The 2018 Wisconsin Real Estate & Economic Outlook Conference concluded with a final panel on the future impact of Foxconn and driverless cars in Wisconsin. Tim Sheehy, President of the Metropolitan Milwaukee Association of Commerce; Matt Moroney, Strategic Economic Initiatives Director of the Wisconsin DOA; and David Noyce, Professor and Chair in Civil and Environmental Engineering at UW-Madison, gave presentations and then answered questions from the audience on both topics.
Sheehy opened with background information on Foxconn, which counts Apple, Amazon, IBM and Google as customers, and makes 40 percent of 3C (consumer electronics, communications, computing) products. He noted that the state’s improved rankings to do business relative to the rest of the country was a big asset in attracting Foxconn to Racine.
“It’s about competing in a global economy, an economy that is changing rapidly,” Sheehy said. “Foxconn is a company buried deeply into these future innovations.”
Moroney noted that construction is already underway at the Foxconn site with 3,000 workers hired. If everything comes to fruition, it will become the largest economic development project in Wisconsin history, with 13,000 employees by 2022.
He compared Foxconn’s potential impact to what BMW has done for the state of South Carolina. “The area I’m most excited about with this project is the supply chain,” Moroney said. “That is where it’s going to ripple across the state.”
Both did acknowledge the state is taking on some risk with money and credits given to Foxconn, but thought that state officials did as best they could to mitigate that risk.
“In a perfect world, nobody would be offering incentives in front of companies,” Sheehy said. “I think the opportunity to bring a company and part of the economy that is not here [to Wisconsin] is something Wisconsin can put a bet on.”
Noyce presented on autonomous vehicles and said that while progress is quickly being made, we are at least 20 years away from a fully automated driving environment.

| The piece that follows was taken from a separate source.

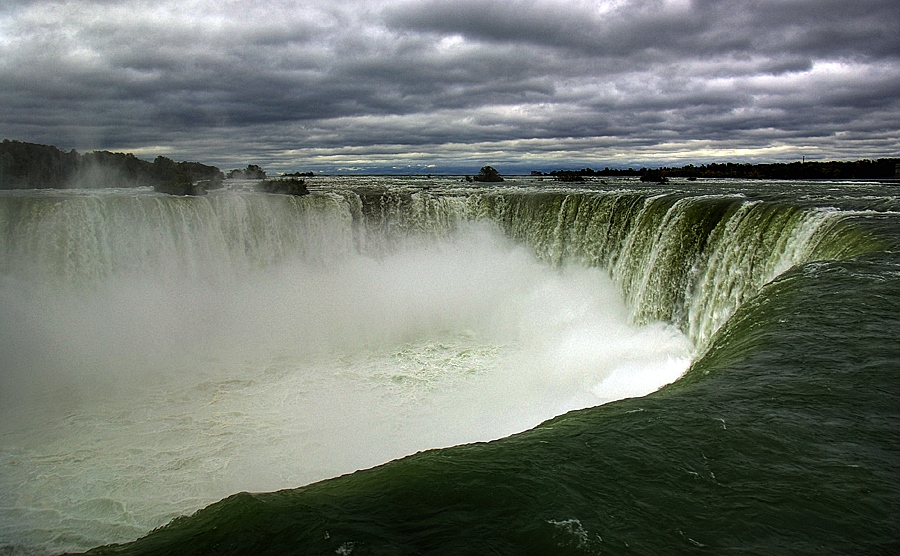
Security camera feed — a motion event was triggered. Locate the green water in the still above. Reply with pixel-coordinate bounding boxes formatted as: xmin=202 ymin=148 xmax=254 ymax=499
xmin=1 ymin=180 xmax=900 ymax=555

However, the benefits will include increased productivity, reduced congestion, improved mobility for the elderly, disabled and children, and reduced infrastructure cost.
“The whole premise of getting into this technology, beyond the business side, is taking all of us out of the driving environment,” Noyce said. “This is significant to how we’re going to look at transportation in the future.”
Experiments are being done around the Madison area to help shape what the future of driverless cars may look like. The SPaT Challenge on Park St. is trying to demonstrate how roadside technology can communicate with vehicles and make the overall transportation system better.
Exactly what our driving habits and car ownership patterns will be are still up for debate. But Noyce said cities need to start planning and preparing now.
“There are so many ways it could look,” Noyce said. “Everyone could want their own autonomous vehicle. But there are many more probable models that could come about. An Uber/Lyft service model is where the industry thinks we’re likely to end up. We can move more people more efficiently.”